To make sarmale, a cook takes a leaf of pickled or fresh cabbage and lays a spoonful of seasoned meat-and-rice mixture in the middle. The leaf is folded carefully into a neat little parcel, like a tiny present. Dozens of parcels are packed into a big pot and cooked slowly for hours.

They are usually served with mămăligă (mer-mer-LEE-guh) - a thick yellow porridge made from cornflour, a bit like Italian polenta. A spoonful of cool sour cream goes on top of the mămăligă. The hot stew, the soft porridge and the cold cream all hit your mouth at once - cosy, comforting and surprising.

Sarmale are special-occasion food.
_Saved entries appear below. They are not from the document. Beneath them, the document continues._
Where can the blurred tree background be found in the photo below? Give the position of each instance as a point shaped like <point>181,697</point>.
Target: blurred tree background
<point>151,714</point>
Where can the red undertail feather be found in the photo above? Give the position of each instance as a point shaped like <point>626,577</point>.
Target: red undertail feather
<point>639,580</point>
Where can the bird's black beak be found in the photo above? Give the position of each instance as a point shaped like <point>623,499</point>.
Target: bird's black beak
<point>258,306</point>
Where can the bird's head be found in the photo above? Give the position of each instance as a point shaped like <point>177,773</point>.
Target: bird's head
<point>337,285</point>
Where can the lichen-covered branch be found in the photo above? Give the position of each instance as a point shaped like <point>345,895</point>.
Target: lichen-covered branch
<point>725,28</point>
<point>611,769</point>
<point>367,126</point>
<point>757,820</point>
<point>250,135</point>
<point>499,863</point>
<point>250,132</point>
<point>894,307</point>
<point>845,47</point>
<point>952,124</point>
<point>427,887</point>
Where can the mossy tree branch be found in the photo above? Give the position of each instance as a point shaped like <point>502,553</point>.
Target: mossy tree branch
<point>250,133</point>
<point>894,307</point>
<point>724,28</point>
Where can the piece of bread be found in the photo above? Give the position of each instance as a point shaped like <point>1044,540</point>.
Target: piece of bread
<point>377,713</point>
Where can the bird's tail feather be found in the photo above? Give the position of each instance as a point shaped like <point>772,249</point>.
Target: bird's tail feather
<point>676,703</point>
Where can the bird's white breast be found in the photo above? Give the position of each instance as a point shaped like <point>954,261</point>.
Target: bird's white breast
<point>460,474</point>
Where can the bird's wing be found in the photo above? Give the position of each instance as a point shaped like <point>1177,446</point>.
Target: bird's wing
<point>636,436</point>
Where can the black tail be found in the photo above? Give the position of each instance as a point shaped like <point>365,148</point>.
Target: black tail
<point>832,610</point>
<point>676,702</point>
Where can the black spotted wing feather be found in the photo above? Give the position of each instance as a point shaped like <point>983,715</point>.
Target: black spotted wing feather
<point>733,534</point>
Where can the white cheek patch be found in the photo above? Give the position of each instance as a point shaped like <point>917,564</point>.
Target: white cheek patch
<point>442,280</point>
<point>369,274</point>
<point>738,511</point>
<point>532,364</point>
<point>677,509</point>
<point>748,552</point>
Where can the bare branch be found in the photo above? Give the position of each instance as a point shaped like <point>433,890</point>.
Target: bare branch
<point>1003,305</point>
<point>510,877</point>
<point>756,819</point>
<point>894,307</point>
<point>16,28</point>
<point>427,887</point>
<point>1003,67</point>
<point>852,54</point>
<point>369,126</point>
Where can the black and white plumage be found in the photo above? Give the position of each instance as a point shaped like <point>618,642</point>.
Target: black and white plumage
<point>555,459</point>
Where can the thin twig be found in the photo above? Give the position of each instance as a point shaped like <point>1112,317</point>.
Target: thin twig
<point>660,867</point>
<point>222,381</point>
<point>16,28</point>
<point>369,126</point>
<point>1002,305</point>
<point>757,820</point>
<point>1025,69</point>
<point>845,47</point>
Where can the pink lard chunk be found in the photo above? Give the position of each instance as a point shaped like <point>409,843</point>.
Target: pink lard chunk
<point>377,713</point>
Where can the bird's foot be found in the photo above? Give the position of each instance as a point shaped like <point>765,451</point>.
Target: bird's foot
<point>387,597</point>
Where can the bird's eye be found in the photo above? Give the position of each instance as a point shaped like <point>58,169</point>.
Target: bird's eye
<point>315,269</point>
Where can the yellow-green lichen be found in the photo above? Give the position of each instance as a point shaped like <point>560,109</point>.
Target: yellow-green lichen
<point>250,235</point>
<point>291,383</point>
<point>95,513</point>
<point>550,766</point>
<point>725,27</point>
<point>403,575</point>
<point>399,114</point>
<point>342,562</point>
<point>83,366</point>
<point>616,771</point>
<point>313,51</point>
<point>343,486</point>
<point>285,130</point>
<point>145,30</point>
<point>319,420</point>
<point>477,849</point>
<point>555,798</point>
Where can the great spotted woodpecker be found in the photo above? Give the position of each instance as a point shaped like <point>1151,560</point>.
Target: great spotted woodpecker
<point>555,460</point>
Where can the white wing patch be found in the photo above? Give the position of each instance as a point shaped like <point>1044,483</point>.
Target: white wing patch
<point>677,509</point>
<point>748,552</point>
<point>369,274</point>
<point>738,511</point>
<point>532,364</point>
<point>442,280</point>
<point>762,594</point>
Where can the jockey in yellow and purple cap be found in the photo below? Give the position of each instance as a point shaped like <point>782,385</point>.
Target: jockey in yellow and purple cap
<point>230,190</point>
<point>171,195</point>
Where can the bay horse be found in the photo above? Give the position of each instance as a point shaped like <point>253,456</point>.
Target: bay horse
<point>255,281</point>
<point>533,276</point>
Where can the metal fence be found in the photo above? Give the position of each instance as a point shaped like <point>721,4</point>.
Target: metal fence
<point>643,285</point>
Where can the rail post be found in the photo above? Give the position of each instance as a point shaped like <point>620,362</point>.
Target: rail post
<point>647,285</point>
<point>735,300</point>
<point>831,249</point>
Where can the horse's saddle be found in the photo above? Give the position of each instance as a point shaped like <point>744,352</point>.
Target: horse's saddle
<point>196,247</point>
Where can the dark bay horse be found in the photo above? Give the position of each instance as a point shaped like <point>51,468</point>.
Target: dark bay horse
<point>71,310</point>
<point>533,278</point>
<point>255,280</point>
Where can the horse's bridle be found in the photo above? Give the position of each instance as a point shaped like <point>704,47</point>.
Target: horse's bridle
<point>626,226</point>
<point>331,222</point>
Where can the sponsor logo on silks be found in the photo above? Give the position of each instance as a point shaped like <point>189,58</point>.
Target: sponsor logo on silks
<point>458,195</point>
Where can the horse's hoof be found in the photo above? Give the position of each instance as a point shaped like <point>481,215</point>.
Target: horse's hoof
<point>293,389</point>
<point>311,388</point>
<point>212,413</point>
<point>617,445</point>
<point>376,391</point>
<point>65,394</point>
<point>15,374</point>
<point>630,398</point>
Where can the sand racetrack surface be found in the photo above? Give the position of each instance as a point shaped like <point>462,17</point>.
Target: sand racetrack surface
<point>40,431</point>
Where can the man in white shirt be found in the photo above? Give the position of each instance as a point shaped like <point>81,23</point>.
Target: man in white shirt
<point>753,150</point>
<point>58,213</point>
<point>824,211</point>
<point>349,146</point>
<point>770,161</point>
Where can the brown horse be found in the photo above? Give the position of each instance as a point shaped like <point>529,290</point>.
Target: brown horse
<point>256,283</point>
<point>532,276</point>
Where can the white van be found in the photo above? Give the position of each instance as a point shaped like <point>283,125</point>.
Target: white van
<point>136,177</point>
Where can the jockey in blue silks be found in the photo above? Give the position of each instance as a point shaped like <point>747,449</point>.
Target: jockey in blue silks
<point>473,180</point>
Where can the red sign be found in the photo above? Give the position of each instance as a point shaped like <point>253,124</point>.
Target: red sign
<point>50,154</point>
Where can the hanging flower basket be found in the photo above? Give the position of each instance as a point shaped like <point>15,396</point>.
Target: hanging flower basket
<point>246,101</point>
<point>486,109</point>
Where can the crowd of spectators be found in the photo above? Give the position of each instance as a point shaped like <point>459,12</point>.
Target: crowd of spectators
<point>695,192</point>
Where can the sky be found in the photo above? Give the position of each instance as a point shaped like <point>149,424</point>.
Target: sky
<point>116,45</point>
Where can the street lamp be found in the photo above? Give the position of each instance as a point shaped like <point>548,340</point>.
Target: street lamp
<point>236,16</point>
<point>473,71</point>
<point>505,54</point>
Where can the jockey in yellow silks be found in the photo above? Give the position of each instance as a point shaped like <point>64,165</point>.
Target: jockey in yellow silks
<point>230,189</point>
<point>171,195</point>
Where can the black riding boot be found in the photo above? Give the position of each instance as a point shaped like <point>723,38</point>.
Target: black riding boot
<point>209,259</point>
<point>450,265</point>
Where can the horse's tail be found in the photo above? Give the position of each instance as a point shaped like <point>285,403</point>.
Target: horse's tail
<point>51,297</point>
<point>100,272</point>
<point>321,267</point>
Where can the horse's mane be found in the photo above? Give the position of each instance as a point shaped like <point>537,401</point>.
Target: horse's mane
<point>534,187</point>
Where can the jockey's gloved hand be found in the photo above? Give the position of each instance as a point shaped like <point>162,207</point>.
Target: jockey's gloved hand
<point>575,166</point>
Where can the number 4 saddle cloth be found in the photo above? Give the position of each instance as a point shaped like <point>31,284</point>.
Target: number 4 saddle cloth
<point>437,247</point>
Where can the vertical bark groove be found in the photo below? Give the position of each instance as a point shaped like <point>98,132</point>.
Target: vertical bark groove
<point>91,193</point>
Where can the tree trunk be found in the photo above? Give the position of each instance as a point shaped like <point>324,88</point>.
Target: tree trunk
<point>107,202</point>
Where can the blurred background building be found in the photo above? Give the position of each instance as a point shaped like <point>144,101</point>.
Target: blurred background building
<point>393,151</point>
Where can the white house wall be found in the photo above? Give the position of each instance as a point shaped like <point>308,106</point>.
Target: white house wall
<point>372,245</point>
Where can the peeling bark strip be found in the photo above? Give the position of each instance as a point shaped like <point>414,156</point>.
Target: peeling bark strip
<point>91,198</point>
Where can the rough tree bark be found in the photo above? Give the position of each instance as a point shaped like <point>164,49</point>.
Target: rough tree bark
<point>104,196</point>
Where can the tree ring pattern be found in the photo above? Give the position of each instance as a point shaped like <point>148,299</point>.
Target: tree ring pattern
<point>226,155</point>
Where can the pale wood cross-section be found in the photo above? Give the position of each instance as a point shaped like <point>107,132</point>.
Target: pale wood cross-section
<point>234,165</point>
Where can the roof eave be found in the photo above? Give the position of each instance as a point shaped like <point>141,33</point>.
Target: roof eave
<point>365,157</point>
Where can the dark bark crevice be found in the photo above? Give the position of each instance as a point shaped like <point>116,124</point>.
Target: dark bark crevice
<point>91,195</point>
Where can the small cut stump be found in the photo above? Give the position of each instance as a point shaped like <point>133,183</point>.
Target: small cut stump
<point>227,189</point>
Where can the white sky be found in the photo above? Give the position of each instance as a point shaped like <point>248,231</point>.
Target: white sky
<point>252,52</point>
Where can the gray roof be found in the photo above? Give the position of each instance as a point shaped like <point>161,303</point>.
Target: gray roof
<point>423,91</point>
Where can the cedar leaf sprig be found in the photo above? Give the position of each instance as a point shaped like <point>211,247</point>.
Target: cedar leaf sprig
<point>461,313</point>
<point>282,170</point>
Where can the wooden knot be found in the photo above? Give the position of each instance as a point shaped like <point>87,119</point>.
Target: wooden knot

A Romanian wedding might serve hundreds of them - grandmothers and aunties get together the day before to wrap them by the hundred, sitting around a table chatting. On Christmas Eve, almost every Romanian house has a pot of sarmale on the stove.

Different families wrap them differently. Some make tiny ones the size of a thumb; others make big fat ones. Some use vine leaves instead of cabbage in summer. Almost every Romanian will tell you their grandma's sarmale are the best in the world - and they all might be right.

In the classroom

Walk your class through this in 15 minutes.

Talk together

Discussion prompts

  1. 01What is a food at your house that takes a long time to make, but everyone loves when it appears?
  2. 02Why might it be fun to make food together with several people instead of alone?
  3. 03Lots of cultures wrap food in leaves: dolma in Greece, tamales in Mexico, banana-leaf parcels in India. Why might leaves be such a popular wrapper?
Try this

Classroom activity

Make 'paper sarmale' as a class. Each pupil cuts a leaf shape from green paper, then folds it around a small ball of scrunched-up paper to make a parcel. Stack the class's sarmale into a 'pot'. Talk about what it would feel like to make a hundred real ones together for a family wedding.